The pace of technological obsolescence in electronic devices is staggering, giving rise to an increasingly severe e-waste problem. Conventional environmental monitoring sensors, particularly temperature and humidity sensors, typically rely on non-biodegradable plastic substrates—such as PET and PE—and toxic metal materials. These components are not only difficult to recycle but also release harmful microplastic particles during degradation, leading to environmental pollution.

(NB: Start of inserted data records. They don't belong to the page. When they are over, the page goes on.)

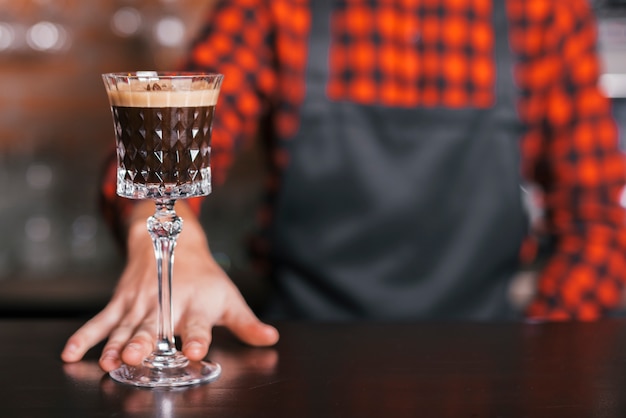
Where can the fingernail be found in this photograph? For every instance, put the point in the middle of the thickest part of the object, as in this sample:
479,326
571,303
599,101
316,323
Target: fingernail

Is it possible to create sensors that are both high-performance and environmentally friendly—perhaps even nearly “invisible”? A groundbreaking study recently published in Small Methods offers an exciting answer: by leveraging aerosol jet printing (AJP), researchers have successfully fabricated a highly transparent, ultra-compact, and ultra-low-material-consumption temperature–humidity sensor on a biodegradable cellulose substrate. This could herald the dawn of the next generation of green electronics.

Background

1. The materials are not environmentally friendly:

Substrates: Commonly used plastic substrates such as polyimide (PI), polypropylene (PP), and polyethylene terephthalate (PET) can take hundreds of years to degrade in soil and may release microplastic pollution.

Electrodes/sensitive materials: Often contain precious or toxic metals, making recycling and disposal complex and increasing the environmental burden.

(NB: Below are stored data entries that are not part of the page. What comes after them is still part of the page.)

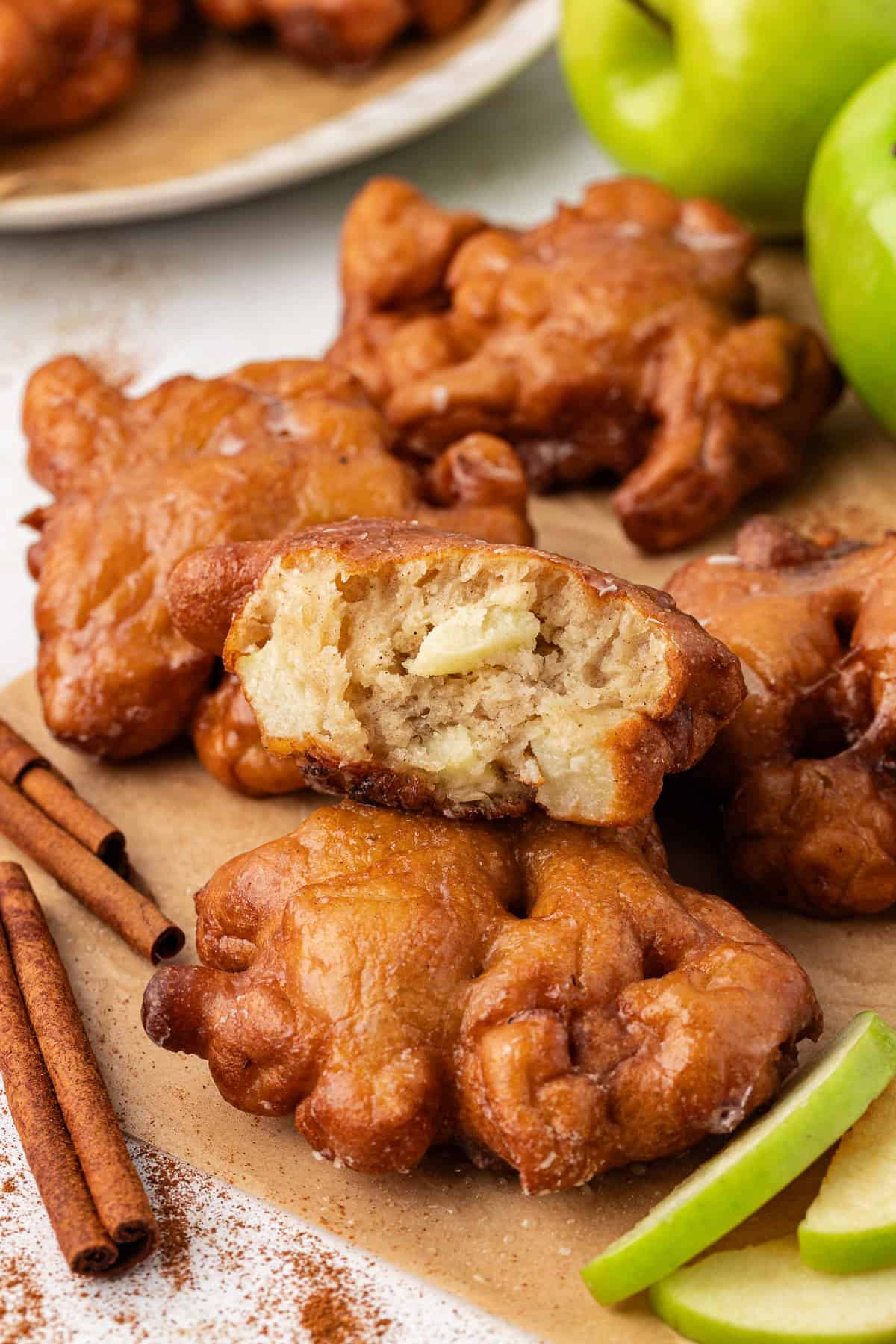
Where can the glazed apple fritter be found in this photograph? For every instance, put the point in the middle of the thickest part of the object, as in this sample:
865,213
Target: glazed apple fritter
65,62
339,33
809,762
541,994
141,483
620,336
433,672
228,745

2. Manufacturing process limitations:

Screen printing: Limited resolution (typically above 50–100 μm), making device miniaturization challenging.

Inkjet printing: Resolution (20–100 μm) and accuracy are limited by the interplay between droplet volume and surface energy, making it equally challenging to overcome the miniaturization bottleneck. Moreover, excessively large feature sizes compromise device transparency.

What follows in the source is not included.